Pendant que j'étais au centre-ville avec Janek, j'ai envoyé au directeur des excuses interminables et lui ai demandé si je devais reprendre le travail le vendredi, le lendemain, mais il n'a jamais répondu. J'ai donc passé toute la journée aujourd'hui principalement à me prélasser dans ma maison car mes colocataires sont partis un petit moment. Se reposer et traiter mon expérience à l'école primaire Leupp.

Vendredi dans un hamac et envoi d'e-mails

C'est vendredi aujourd'hui et j'ai passé la majeure partie de ma matinée à traîner dans un hamac violet dans la cour arrière de ma location ici du côté est de la ville.
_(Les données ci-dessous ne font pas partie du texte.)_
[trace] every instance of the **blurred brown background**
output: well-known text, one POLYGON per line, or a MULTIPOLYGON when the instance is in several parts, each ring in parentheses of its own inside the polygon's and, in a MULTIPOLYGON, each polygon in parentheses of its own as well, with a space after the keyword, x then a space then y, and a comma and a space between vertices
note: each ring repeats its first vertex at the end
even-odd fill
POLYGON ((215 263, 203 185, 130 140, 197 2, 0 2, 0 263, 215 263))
J'ai regardé les feuilles, pensant à l'art mixte que j'aimerais recommencer à créer et à vendre si je le pouvais, à la double nationalité que je dois encore demander cet été et à l'écriture que je voudrais laissés pour compte depuis le début de mes études de bibliothécaire il y a deux ans. En écoutant la brise frissonner à travers les feuilles vertes scintillantes au-dessus de moi. Les oiseaux chantent, les voitures passent.
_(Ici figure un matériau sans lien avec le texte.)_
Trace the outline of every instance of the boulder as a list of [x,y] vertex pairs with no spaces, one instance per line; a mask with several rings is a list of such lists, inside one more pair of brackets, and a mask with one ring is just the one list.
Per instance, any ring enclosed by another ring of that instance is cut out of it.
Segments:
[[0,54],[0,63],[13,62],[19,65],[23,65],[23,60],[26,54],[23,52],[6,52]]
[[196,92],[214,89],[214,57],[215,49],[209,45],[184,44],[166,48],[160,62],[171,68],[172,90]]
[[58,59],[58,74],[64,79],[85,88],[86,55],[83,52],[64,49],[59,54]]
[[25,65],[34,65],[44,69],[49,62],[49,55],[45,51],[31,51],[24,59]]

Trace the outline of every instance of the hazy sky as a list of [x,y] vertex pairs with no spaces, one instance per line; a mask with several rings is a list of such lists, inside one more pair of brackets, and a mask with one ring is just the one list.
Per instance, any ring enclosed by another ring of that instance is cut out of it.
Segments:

J'ai continué à me balancer et à me reposer, et plus tard, j'ai envoyé un e-mail au directeur d'une autre école qui se trouve également près de la réserve Navajo.
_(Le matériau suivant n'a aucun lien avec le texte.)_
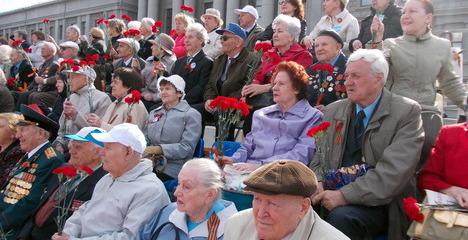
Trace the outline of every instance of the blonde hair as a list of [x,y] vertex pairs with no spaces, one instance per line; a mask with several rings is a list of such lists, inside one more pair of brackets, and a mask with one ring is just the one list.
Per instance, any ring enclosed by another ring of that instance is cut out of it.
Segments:
[[24,120],[23,115],[16,113],[0,113],[0,118],[5,119],[8,123],[8,128],[15,133],[16,124],[18,124],[20,120]]

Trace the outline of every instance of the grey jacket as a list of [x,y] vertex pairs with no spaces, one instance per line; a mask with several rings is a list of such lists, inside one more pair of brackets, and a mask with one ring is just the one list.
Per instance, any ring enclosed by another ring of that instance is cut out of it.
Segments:
[[161,146],[167,166],[164,173],[177,178],[192,159],[202,131],[201,114],[182,100],[169,111],[161,106],[150,112],[144,133],[148,146]]
[[102,177],[91,200],[73,213],[63,231],[73,240],[135,239],[152,214],[169,204],[164,185],[152,170],[152,162],[142,159],[120,177]]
Je lui ai dit que je cherchais toujours un poste de bibliothécaire à temps plein et que j'allais être en Californie la semaine prochaine, mais que je pourrais travailler à temps partiel à l'école au moins cet été pour aider à mettre en place cette nouvelle bibliothèque pour eux. Car, dans l'état actuel des choses, leur bibliothèque est essentiellement une pièce pleine de piles de livres qui ont désespérément besoin d'être organisées, désherbées et complétées par du matériel. Cela demande beaucoup de travail, mais je peux imaginer cet endroit exceptionnel et originaire de l'environnement désertique. Ce serait amusant pour moi de travailler là-dessus, je pense. Je ne sais pas si j'y arriverais, mais cela vaudrait la peine d'essayer de faire ce que je peux pour l'école et la communauté.

Le rodage accidentel 

J'avais accidentellement rencontré ce principal il y a environ un mois, lorsqu'il y avait des travaux sur la route principale que vous empruntez pour vous rendre à Leupp.

Je conduisais distraitement ma Toyota Camry au travail et je me suis retrouvé au milieu d'une intersection populaire, bloquant la circulation sous tous les angles, et ce directeur s'est approché de la fenêtre de ma voiture et m'a poliment demandé de tirer ma voiture pour que les autres avoir de la place pour aller. J'avais de la musique reggae roots jamaïcaine, alors que Marcela, une enseignante suppléante, était assise sur le siège passager et le regardait paresseusement depuis qu'il était de son côté de ma voiture. L'homme a jeté un coup d'œil dans ma voiture et m'a reconnu de Leupp, et c'est là qu'il m'a parlé d'un poste de bibliothèque qui s'ouvrait dans son école en raison d'une récente subvention.

Je lui ai dit que j'avais besoin de connaître quelques détails, donc je lui enverrais un e-mail quand je le pourrais.

Une école mystérieuse appelée, l'école STAR

Le directeur travaille à l'école STAR, une petite et mystérieuse école située au coin de la réserve Navajo; il fonctionne entièrement à l'énergie solaire et est une école primaire et intermédiaire. Il m'a envoyé un courriel aujourd'hui et m'a dit que son objectif était de m'embaucher en tant que TA/bibliothécaire à temps plein. J'ai répondu sur mon iPhone en essayant de ne pas paraître trop impatient ou trop neutre : « Super ! Je serai à Cali du dimanche au jeudi, et après cela, je devrais avoir une disponibilité ouverte. Merci!" Un e-mail où j'ai essayé de paraître décontracté, mais en réalité j'ai écrit, effacé et réécrit une vingtaine de fois avant de finalement appuyer sur envoyer.